Microsoft fixing Internet Explorer vulnerabilities. Again.
Later today, Microsoft will release a round of security patches for its Internet Explorer browser. In itself, that's not unusual -- all browsers need these updates from time to time, thanks to the cockroach-like tenacity of malware authors.
But Microsoft's upcoming patch -- called an "out-of-band" release for its arrival outside of the company's usual monthly cycle of patches -- addresses Windows vulnerabilities so severe that they were apparently exploited in the coordinated Chinese attacks Google denounced in last week's "New Approach to China" blog post.
I can't argue with that specific advice: As I've written multiple times, IE 6 is a hopelessly insecure, incapable browser that should have been dragged to the Recycle Bin years ago. (If you work in an office that requires IE 6, you're a victim of computing malpractice -- either by an IT department in denial, or by outside software vendors too lazy or inept to fix Web applications that require that obsolete browser.)

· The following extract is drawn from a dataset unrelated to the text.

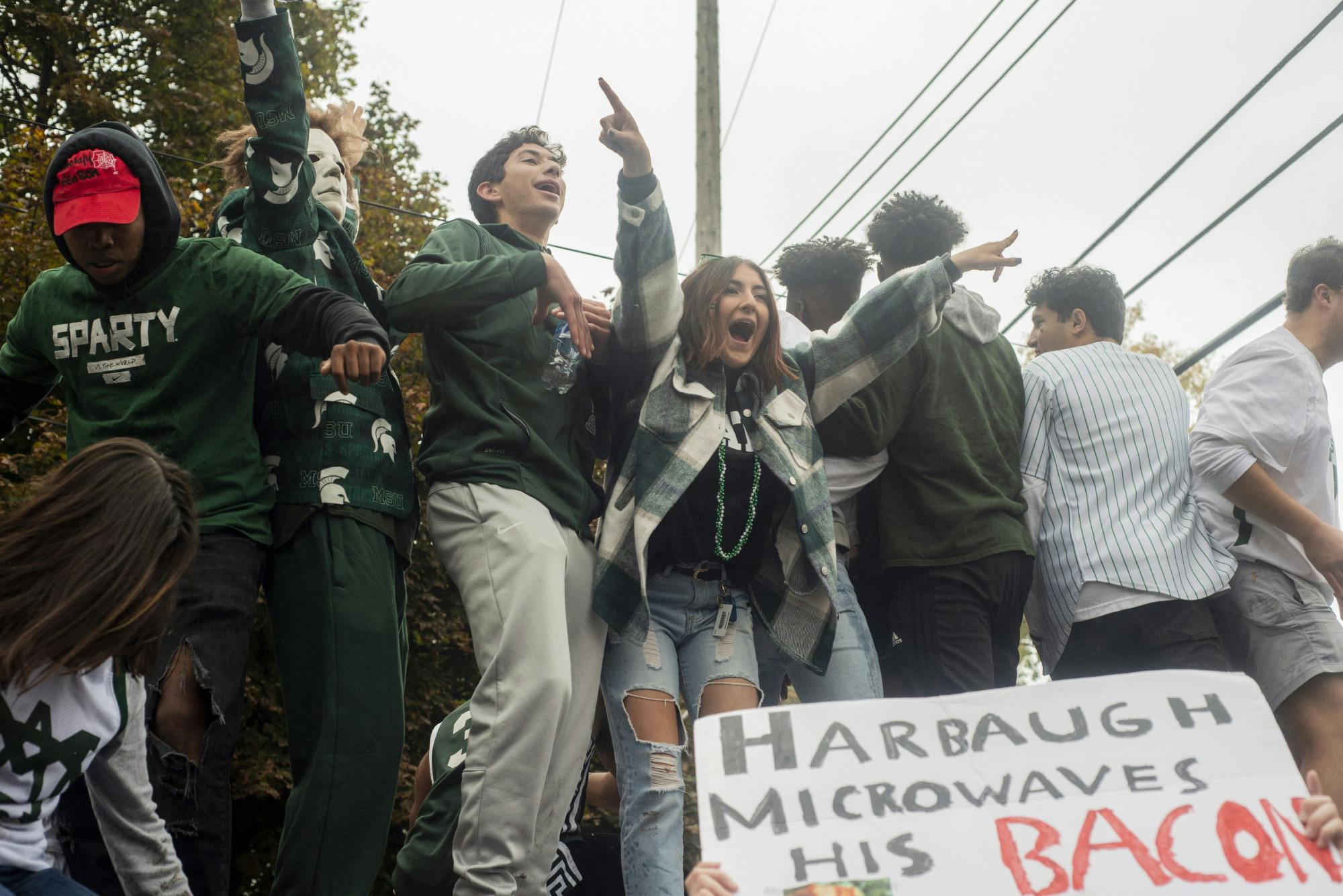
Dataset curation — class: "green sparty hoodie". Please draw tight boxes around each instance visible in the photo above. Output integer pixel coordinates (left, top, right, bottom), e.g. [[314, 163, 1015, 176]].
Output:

Upgrade already. At least move to IE 8, though you should remember the phrase "current exploit" in that Microsoft note -- some future version of the "Aurora" attack will probably find a weakness in IE that will require yet another patch. So also consider a more capable third-party browser like Mozilla Firefox (just updated to version 3.6 today, which adds a useful feature to warn you of out-of-date plug-ins), Google's Chrome, Apple's Safari or Opera. If you don't know how to install a new browser, beg or bribe a friend to help you through the process. Just get it over with. Today. Please?